Jonathan verdreht die Augen, hält aber den Mund. Meine Frau gesellt sich zu uns. Sie sieht mich von der Seite an.
„Bernd?“
„Lisa?“, frage ich zurück.
„Hilde ist ganz allein Heiligabend.“
„Ich wusste, dass das kommt“, sage ich.
Lisa fröstelt und schlingt die Arme um ihren Körper.

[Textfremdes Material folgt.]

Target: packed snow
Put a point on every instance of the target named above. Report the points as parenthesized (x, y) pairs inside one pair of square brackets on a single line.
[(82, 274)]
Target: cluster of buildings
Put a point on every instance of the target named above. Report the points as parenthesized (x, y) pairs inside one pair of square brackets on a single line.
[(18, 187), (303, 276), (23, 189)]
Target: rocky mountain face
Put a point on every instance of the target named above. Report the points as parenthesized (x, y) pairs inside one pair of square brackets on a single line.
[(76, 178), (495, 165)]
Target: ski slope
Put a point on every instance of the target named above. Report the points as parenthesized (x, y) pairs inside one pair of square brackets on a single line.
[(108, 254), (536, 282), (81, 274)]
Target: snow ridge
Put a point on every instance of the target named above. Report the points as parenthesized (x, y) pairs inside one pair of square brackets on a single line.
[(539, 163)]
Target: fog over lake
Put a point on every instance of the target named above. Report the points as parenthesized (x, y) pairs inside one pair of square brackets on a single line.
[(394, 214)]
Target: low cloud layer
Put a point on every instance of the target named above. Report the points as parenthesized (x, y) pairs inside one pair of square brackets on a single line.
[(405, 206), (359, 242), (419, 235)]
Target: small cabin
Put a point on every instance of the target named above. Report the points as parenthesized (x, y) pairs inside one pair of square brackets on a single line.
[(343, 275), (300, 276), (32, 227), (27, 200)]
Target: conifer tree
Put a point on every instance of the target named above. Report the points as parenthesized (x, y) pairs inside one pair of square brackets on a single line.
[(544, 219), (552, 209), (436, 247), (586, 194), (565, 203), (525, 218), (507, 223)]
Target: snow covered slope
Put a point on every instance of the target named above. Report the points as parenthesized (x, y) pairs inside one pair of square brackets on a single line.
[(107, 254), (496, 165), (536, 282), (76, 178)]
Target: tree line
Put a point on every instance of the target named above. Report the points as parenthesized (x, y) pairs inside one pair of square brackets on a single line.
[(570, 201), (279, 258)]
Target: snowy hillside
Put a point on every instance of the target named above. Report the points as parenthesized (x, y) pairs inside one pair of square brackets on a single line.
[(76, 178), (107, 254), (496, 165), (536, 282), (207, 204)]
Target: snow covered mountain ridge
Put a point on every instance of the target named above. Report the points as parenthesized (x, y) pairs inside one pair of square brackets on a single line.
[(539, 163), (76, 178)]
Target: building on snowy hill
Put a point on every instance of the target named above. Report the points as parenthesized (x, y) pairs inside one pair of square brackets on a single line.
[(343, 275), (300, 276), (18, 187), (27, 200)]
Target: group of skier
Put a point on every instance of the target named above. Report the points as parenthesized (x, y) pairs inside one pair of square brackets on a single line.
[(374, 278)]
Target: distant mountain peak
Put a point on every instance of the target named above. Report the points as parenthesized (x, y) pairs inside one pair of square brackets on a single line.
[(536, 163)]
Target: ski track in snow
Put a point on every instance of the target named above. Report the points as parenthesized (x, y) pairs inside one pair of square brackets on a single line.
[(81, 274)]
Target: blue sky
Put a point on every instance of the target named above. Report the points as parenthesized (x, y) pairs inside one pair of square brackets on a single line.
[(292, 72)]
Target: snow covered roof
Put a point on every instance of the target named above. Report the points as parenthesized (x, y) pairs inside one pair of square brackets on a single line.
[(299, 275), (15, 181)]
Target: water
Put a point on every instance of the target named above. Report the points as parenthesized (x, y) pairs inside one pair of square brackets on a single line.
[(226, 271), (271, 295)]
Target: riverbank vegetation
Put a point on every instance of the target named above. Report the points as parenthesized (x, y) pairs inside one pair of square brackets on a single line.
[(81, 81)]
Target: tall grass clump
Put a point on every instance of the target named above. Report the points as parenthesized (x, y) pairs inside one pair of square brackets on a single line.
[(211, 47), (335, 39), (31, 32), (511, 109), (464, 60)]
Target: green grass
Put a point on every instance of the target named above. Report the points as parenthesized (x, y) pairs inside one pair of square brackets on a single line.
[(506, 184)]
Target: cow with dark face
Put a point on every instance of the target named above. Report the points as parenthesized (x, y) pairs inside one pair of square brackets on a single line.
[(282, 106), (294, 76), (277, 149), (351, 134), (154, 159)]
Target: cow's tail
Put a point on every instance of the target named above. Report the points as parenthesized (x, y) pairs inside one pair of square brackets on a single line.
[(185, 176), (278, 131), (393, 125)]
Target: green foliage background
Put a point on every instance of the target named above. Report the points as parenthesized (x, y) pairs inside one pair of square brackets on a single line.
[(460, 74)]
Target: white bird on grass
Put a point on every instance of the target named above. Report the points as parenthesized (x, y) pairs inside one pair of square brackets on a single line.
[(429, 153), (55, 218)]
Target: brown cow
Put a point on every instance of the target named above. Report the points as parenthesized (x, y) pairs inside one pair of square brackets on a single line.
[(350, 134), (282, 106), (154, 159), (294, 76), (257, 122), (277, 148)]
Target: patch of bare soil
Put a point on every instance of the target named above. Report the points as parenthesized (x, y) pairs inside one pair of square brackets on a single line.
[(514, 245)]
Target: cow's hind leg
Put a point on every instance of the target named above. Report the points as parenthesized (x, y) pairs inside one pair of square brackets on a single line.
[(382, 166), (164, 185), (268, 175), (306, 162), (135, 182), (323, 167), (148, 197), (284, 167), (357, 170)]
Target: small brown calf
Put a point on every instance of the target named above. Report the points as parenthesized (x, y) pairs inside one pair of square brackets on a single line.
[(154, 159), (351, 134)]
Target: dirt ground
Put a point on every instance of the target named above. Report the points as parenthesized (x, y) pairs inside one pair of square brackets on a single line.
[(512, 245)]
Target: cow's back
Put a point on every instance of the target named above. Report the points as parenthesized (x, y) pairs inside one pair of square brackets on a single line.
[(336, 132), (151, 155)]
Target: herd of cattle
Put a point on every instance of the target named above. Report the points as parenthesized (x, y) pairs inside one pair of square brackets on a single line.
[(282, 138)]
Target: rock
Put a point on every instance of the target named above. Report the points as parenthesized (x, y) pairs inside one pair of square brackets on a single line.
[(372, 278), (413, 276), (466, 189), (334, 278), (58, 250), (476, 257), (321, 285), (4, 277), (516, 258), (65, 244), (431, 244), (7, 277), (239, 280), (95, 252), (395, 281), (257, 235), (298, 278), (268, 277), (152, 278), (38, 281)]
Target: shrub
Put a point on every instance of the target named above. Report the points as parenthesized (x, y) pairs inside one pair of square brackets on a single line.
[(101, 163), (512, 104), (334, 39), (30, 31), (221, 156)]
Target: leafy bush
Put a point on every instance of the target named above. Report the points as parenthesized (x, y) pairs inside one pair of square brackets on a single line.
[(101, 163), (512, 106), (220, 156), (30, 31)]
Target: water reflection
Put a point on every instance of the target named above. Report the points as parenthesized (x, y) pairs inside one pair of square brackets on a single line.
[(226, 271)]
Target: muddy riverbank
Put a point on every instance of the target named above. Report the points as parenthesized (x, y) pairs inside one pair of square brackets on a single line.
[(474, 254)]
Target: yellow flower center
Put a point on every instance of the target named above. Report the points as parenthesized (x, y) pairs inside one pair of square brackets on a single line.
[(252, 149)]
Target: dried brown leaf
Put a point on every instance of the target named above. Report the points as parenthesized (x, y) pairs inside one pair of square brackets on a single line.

„Denk drüber nach!", sagt sie, dreht sich um und geht zurück in die Wohnung. Emilia folgt ihr.
„Macht die Tür zu, ich heize nicht für draußen!", höre ich die Oma.
„Stimmung könnte besser sein", sagt Jonathan. „Kommt sie über Weihnachten zu uns?"
„Sieht so aus", antworte ich. „Gibt Schlimmeres!"
„Fällt dir was ein?", fragt er
Ich sehe ihn überrascht an und streiche mit der Hand über seinen Kopf.
„Lass das!", sagt er. „Kann ich dein Handy haben?"
Ich gebe es ihm und nehme einen Schluck Wein. Immer noch zu warm.
„Werder liegt hinten, ist schon zweite Halbzeit", sagt Jonathan.
Ich lege ihm die Hand auf die Schulter, er schüttelt sie nicht ab. Wir gehen in die Wohnung. Emilia sitzt auf dem Schoß der Oma und schaut sich Halsketten und Ringe in einer Schatulle an. Meine Frau hat den Schmuck wiedergefunden. Hilde versucht, den Verschluss einer Kette zu öffnen. Sie schafft es nicht, ihre Hände zittern.
„Hat mir der Heinrich mal geschenkt", sagt sie.
„Die ist so schön!", sagt Emilia.
„Soll ich dir helfen?", frage ich die Oma.
Hilde reicht mir die Kette.
„Sei vorsichtig damit, die ist wertvoll!"